We found that the PGI varies hugely, increasing 70-fold(!) from the slowest to faster models, and largely explains inter-model differences in emergent grazing dynamics at global, zonal, and seasonal scales. In turn, models with substantial qualitative differences in their grazing formulation and food-web structure but similar PGIs can yield similar zonal distributions of grazing pressure.
This highlights how far CMIP6 models remain from converging on a first-order magnitude of zooplankton-specific grazing rates, leading to very large uncertainty in the representation of grazing pressure throughout the global ocean.
Influence of uncertainty in grazing pressure
In short, large differences in the PGI, and thus grazing pressure, appear to be tuned out in terms of historical NPP primarily via a faster nutrient uptake, but models with similar NPP can have very different standing stocks of phytoplankton, zooplankton, total biomass and zooplankton to phytoplankton ratios.
We ran a sensitivity experiment in global ESM to determine the effect of simulating the same NPP, but with either fast or slow turnover of the phytoplankton population. Despite only increase the PGI by 5% of the full range used in IPCC models, we saw 58% more efficient carbon transfer up the food web and 35% more efficient carbon sequestration in the fast-turnover experiment.
From a climate perspective, this translates to an extra 2 PgC yr−1 sequestered, or double the maximum theoretical potential of Southern Ocean Iron Fertilization! Thus, potentially unnoticed uncertainties in the parameter values describing grazing could dominate the entire signal produced by basin scale marine CO2 removal.
Moving forward
If we believe that the ocean is the dominant control on climate over 100-1000 year time scales then successful climate modelling means successfully modelling the ocean carbon sink. Given the stronger influence of the biological over solubility pumps in shaping the vertical DIC gradient2, and our generally better understanding of physics than ecology, then reducing uncertainty in future climate projection may largely mean reducing uncertainty in simulations of the marine biological carbon cycle.
As it stands, grazing dynamics appear to be the largest source of uncertainty in contemporary simulations of the biological marine carbon cycle. This is understandable given the considerable challenges associated with observing and subsequently modelling zooplankton; however, moving forward, improving zooplankton grazing will be critical.

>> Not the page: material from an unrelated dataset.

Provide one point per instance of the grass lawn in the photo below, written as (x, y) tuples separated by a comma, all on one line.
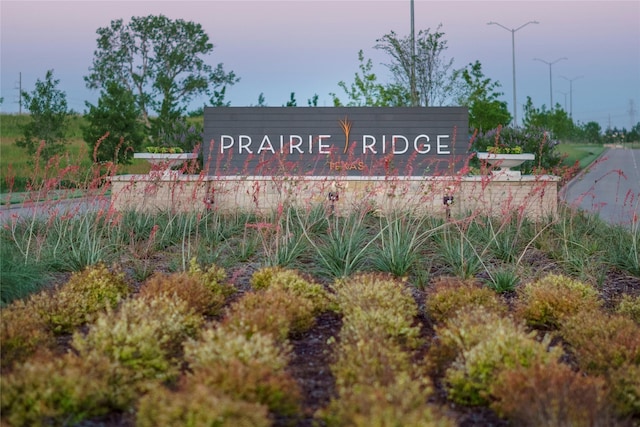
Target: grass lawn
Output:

This is especially true given that BGC models will be at the forefront of informing or deterring the possible implementation of biogeochemically driven ocean-based negative emissions technologies.
References
- Friedlingstein, P. et al. Global Carbon Budget 2022. Earth Syst. Sci. Data. 14, 4811–4900 (2022).

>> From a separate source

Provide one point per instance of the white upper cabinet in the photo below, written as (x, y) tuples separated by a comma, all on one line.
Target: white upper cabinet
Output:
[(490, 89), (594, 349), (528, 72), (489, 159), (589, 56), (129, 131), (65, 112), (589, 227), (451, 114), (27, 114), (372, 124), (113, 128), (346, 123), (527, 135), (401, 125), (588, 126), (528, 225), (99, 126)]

- DeVries, T. The Ocean Carbon Cycle. Annu. Rev. Environ. Resour. 47:317–41 (2022)
- Sigman, D. and Boyle, E. Glacial/interglacial variations in atmospheric carbon dioxide. Nature. 407, 859–869 (2000)
- Ward, B. A. et al. When is a biogeochemical model too complex? Objective model reduction and selection for North Atlantic time-series sites. Prog. Oceanogr. 116, 49–65 (2013)
- Rohr, T. Southern Ocean iron fertilization: an argument against commercialization but for continued research amidst lingering uncertainty. J. Sci. Policy Governance 15 (2019).